Ontario’s ag industry shows unity

Minister Hardeman demonstrates ag leadership as national gathering starts

By Owen Roberts

All eyes will be focused this week on Quebec, site of the 2019 federal-provincial-territorial (FPT) agriculture ministers’ meeting.

But to me, it’s the 2020 gathering in Guelph that offers the potential for agriculture to once again unite the country like no other sector can.

A big reason is because of the leadership of Ernie Hardeman, Ontario’s minister of agriculture, food and rural affairs.

I saw him step up to the plate twice last week in very laudable ways.

First, he had a huge group of industry leaders join him Wednesday afternoon in Guelph to announce the city would be the site of the 2020 FPT agriculture ministers’ meeting, which his ministry will host.

Hardeman had brought the leaders together earlier in the day to discuss Ontario’s priorities heading into this week’s event in Quebec. Then he took the opportunity to show unity among the sector when he invited them all to the podium to join him for the 2020 announcement.

It was huge group, three deep in some places and 20 people across. It was way too wide for a photo op… and it wasn’t.

Rather, it seemed like a genuine coming together from the sector’s members. They were behind the minister’s efforts and they wanted to show it. These leaders know Guelph has become renowned for its amazing advances in agriculture.

Further, in the provincial release that followed about the 2020 FPT meeting, the first quote in the piece came from Hardeman’s federal counterpart, Marie-Claude Bibeau.

“As a world class hub of agri-food innovation and a winner of the Smart Cities Challenge for their Circular Food Economy proposal, Guelph is a perfect venue for the annual conference of Federal-Provincial-Territorial ministers of agriculture," the federal minister of agriculture and agri-food said. 

As federal-provincial relations go, that move is a classy one by Hardeman. Try to imagine other instances where the federal minister would be quoted first in a provincial government’s release.

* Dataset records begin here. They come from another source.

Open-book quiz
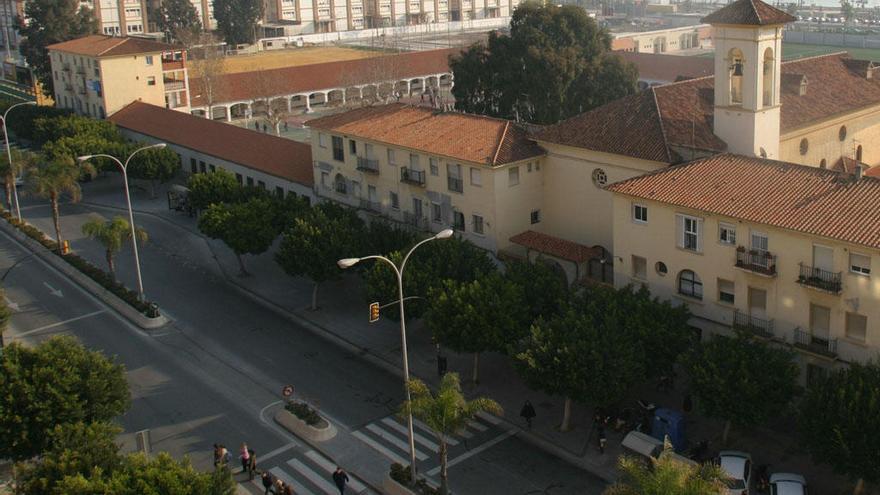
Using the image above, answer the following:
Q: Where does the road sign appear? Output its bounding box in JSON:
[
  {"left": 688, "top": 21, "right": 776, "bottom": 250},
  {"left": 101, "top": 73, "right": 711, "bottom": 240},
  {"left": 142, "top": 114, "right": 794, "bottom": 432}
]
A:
[{"left": 370, "top": 303, "right": 379, "bottom": 323}]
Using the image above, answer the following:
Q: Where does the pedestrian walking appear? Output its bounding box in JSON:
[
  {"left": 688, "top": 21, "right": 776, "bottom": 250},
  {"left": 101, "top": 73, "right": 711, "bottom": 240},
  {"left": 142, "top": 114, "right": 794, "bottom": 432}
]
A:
[
  {"left": 238, "top": 442, "right": 251, "bottom": 473},
  {"left": 333, "top": 466, "right": 348, "bottom": 495},
  {"left": 519, "top": 400, "right": 536, "bottom": 430},
  {"left": 260, "top": 471, "right": 275, "bottom": 495},
  {"left": 248, "top": 449, "right": 257, "bottom": 480}
]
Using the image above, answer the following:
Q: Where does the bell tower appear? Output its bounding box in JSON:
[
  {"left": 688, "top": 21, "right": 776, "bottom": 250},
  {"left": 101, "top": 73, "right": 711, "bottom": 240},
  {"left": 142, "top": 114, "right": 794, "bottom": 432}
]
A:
[{"left": 703, "top": 0, "right": 795, "bottom": 159}]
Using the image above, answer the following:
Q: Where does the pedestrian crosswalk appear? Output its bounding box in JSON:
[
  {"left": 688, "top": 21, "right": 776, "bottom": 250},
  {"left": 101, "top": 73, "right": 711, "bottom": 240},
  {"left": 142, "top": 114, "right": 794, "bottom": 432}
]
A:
[
  {"left": 352, "top": 414, "right": 500, "bottom": 469},
  {"left": 239, "top": 450, "right": 374, "bottom": 495}
]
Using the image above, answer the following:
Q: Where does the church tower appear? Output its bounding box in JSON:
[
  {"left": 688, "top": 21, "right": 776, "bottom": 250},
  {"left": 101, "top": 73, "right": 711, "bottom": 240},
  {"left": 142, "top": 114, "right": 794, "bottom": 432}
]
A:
[{"left": 703, "top": 0, "right": 796, "bottom": 159}]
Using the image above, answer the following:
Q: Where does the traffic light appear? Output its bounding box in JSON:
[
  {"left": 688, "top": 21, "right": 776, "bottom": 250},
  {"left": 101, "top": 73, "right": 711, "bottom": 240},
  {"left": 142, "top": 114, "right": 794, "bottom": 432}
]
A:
[{"left": 370, "top": 303, "right": 379, "bottom": 323}]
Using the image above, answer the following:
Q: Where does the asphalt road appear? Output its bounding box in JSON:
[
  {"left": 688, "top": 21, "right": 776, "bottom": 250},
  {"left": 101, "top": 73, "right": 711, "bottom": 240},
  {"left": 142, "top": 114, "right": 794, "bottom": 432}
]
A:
[{"left": 0, "top": 195, "right": 604, "bottom": 494}]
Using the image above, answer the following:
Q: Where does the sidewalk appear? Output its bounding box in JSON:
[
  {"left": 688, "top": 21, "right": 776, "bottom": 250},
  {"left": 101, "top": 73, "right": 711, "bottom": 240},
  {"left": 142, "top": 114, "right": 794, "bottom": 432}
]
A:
[{"left": 72, "top": 175, "right": 852, "bottom": 495}]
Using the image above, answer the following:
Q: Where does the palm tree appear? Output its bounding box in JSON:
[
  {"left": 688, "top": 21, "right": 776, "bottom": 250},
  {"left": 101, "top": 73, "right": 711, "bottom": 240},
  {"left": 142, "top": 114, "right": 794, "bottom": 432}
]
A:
[
  {"left": 400, "top": 373, "right": 502, "bottom": 495},
  {"left": 27, "top": 158, "right": 94, "bottom": 249},
  {"left": 82, "top": 217, "right": 147, "bottom": 280},
  {"left": 603, "top": 445, "right": 727, "bottom": 495}
]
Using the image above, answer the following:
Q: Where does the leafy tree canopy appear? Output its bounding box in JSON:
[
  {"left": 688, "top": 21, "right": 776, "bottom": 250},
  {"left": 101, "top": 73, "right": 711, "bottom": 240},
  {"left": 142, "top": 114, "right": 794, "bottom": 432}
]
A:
[
  {"left": 0, "top": 337, "right": 130, "bottom": 460},
  {"left": 16, "top": 0, "right": 98, "bottom": 95},
  {"left": 450, "top": 2, "right": 638, "bottom": 124}
]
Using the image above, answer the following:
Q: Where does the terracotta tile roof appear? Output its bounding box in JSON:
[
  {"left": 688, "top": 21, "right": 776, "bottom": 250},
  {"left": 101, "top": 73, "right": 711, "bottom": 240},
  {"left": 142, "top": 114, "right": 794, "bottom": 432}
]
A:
[
  {"left": 607, "top": 154, "right": 880, "bottom": 249},
  {"left": 306, "top": 103, "right": 544, "bottom": 165},
  {"left": 535, "top": 53, "right": 880, "bottom": 163},
  {"left": 701, "top": 0, "right": 797, "bottom": 26},
  {"left": 510, "top": 230, "right": 603, "bottom": 263},
  {"left": 189, "top": 48, "right": 461, "bottom": 107},
  {"left": 617, "top": 52, "right": 715, "bottom": 82},
  {"left": 47, "top": 34, "right": 182, "bottom": 57},
  {"left": 108, "top": 101, "right": 314, "bottom": 187}
]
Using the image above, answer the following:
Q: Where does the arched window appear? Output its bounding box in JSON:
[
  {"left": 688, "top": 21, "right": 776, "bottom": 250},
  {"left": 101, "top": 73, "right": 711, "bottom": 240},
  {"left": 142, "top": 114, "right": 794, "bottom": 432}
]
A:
[
  {"left": 762, "top": 48, "right": 776, "bottom": 107},
  {"left": 727, "top": 48, "right": 743, "bottom": 105},
  {"left": 678, "top": 270, "right": 703, "bottom": 299}
]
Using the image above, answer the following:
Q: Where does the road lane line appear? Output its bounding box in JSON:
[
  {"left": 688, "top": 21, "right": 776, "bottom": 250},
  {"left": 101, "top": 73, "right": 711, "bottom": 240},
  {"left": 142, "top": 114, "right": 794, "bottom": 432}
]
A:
[
  {"left": 12, "top": 309, "right": 107, "bottom": 339},
  {"left": 427, "top": 430, "right": 516, "bottom": 476}
]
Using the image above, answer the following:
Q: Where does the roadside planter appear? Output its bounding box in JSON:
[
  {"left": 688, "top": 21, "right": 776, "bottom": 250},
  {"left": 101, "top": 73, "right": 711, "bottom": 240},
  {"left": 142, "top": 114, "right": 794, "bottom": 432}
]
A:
[{"left": 275, "top": 401, "right": 336, "bottom": 442}]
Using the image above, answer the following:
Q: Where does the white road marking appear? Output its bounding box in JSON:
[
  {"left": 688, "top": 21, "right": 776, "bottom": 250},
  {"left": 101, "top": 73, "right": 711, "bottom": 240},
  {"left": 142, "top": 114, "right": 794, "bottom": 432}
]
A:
[
  {"left": 428, "top": 430, "right": 516, "bottom": 476},
  {"left": 12, "top": 309, "right": 107, "bottom": 339},
  {"left": 351, "top": 431, "right": 409, "bottom": 466},
  {"left": 367, "top": 424, "right": 428, "bottom": 461},
  {"left": 382, "top": 418, "right": 440, "bottom": 452}
]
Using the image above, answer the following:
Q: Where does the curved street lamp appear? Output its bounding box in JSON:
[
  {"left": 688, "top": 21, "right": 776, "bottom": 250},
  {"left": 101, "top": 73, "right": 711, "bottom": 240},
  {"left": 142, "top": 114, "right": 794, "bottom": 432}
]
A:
[
  {"left": 336, "top": 229, "right": 453, "bottom": 483},
  {"left": 77, "top": 143, "right": 165, "bottom": 301}
]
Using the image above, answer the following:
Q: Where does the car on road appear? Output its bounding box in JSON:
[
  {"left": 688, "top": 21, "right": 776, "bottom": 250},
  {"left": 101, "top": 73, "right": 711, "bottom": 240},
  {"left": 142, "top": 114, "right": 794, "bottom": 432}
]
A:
[
  {"left": 718, "top": 450, "right": 752, "bottom": 495},
  {"left": 770, "top": 473, "right": 807, "bottom": 495}
]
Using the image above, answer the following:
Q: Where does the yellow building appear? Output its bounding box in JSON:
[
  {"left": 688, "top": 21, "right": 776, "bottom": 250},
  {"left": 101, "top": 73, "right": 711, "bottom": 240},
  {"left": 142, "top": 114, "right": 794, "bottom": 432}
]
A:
[
  {"left": 307, "top": 104, "right": 544, "bottom": 252},
  {"left": 48, "top": 35, "right": 190, "bottom": 119},
  {"left": 608, "top": 154, "right": 880, "bottom": 378}
]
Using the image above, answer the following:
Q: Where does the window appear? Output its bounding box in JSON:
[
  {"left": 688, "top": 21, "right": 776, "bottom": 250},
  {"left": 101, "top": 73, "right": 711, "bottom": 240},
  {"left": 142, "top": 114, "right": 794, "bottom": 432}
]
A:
[
  {"left": 330, "top": 136, "right": 345, "bottom": 162},
  {"left": 633, "top": 204, "right": 648, "bottom": 223},
  {"left": 472, "top": 215, "right": 483, "bottom": 235},
  {"left": 846, "top": 312, "right": 868, "bottom": 342},
  {"left": 718, "top": 278, "right": 736, "bottom": 304},
  {"left": 507, "top": 167, "right": 519, "bottom": 186},
  {"left": 471, "top": 167, "right": 483, "bottom": 187},
  {"left": 849, "top": 253, "right": 871, "bottom": 275},
  {"left": 452, "top": 211, "right": 464, "bottom": 232},
  {"left": 678, "top": 215, "right": 703, "bottom": 252},
  {"left": 632, "top": 255, "right": 648, "bottom": 280},
  {"left": 529, "top": 210, "right": 541, "bottom": 225},
  {"left": 718, "top": 223, "right": 736, "bottom": 244},
  {"left": 678, "top": 270, "right": 703, "bottom": 300}
]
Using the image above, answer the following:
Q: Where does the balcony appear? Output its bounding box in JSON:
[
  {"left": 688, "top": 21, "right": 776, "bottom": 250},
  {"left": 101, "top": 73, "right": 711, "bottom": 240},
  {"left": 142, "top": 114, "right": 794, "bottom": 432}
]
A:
[
  {"left": 400, "top": 167, "right": 425, "bottom": 187},
  {"left": 733, "top": 310, "right": 773, "bottom": 339},
  {"left": 446, "top": 177, "right": 464, "bottom": 192},
  {"left": 798, "top": 263, "right": 843, "bottom": 294},
  {"left": 736, "top": 250, "right": 776, "bottom": 277},
  {"left": 794, "top": 328, "right": 837, "bottom": 358},
  {"left": 357, "top": 156, "right": 379, "bottom": 174}
]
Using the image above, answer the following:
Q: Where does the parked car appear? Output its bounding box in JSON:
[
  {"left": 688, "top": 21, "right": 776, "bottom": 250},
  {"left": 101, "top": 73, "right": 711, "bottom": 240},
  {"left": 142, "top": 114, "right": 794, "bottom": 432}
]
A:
[
  {"left": 718, "top": 450, "right": 752, "bottom": 495},
  {"left": 770, "top": 473, "right": 807, "bottom": 495}
]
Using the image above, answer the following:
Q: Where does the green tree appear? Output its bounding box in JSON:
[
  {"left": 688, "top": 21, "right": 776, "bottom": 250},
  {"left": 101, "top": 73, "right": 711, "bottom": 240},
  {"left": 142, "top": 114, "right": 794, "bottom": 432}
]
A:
[
  {"left": 26, "top": 158, "right": 92, "bottom": 249},
  {"left": 186, "top": 169, "right": 242, "bottom": 210},
  {"left": 514, "top": 289, "right": 645, "bottom": 431},
  {"left": 122, "top": 144, "right": 181, "bottom": 198},
  {"left": 400, "top": 373, "right": 502, "bottom": 495},
  {"left": 796, "top": 360, "right": 880, "bottom": 493},
  {"left": 275, "top": 203, "right": 364, "bottom": 310},
  {"left": 153, "top": 0, "right": 202, "bottom": 42},
  {"left": 602, "top": 446, "right": 727, "bottom": 495},
  {"left": 425, "top": 272, "right": 529, "bottom": 383},
  {"left": 683, "top": 335, "right": 799, "bottom": 443},
  {"left": 16, "top": 0, "right": 98, "bottom": 95},
  {"left": 214, "top": 0, "right": 263, "bottom": 48},
  {"left": 0, "top": 337, "right": 130, "bottom": 460},
  {"left": 450, "top": 2, "right": 637, "bottom": 124},
  {"left": 199, "top": 198, "right": 278, "bottom": 277},
  {"left": 82, "top": 216, "right": 148, "bottom": 280},
  {"left": 360, "top": 237, "right": 495, "bottom": 321}
]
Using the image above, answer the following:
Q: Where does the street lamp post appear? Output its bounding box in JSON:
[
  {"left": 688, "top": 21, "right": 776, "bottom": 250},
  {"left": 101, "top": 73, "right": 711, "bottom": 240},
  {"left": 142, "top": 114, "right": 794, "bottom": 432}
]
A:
[
  {"left": 77, "top": 143, "right": 165, "bottom": 301},
  {"left": 336, "top": 229, "right": 453, "bottom": 483},
  {"left": 3, "top": 101, "right": 37, "bottom": 222}
]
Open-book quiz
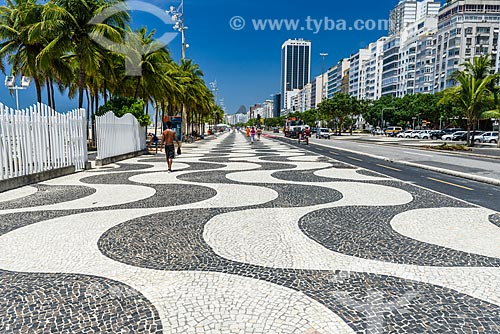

And I don’t sense any less passion for making sure Ontario’s concerns are heard at this week’s FPT meeting. For example, on Friday, the Ontario Federation of Agriculture (OFA) publicly provided the minister with the issues it would like to see discussed there. The OFA’s list included rural infrastructure, mental health, food policy, farm labour and farm business risk management. These issues are hardly lightweight stuff.

The minister’s other effort which transcended FPT politics occurred Friday with the Foodland Ontario pork and beef campaign announcement.

The province declared its support for beef and pork “in response to China’s current trade restrictions.”

The campaign is timely. It’s BBQ season, and the beef and pork sectors each account for $2.9 billion in GDP.

But this initiative was more than a buy-Ontario parochial move.

“I stand with our farmers in the province and those across the country,” said Hardeman, “and I support the federal government's efforts to resolve this situation."

Supporting farmers across the country? Supporting federal initiatives to resolve global issues? That’s exactly the kind of ag leadership Ontario needs.

Some segments of the industry might lean towards a more antagonist, we-versus-they partisan approach. And that’s to be expected, as political lines are unavoidably drawn with the federal election approaching.

In agriculture, though, that’s not how things are done. The minister is showing great leadership, moving ahead for the betterment of the entire sector, coast to coast to coast.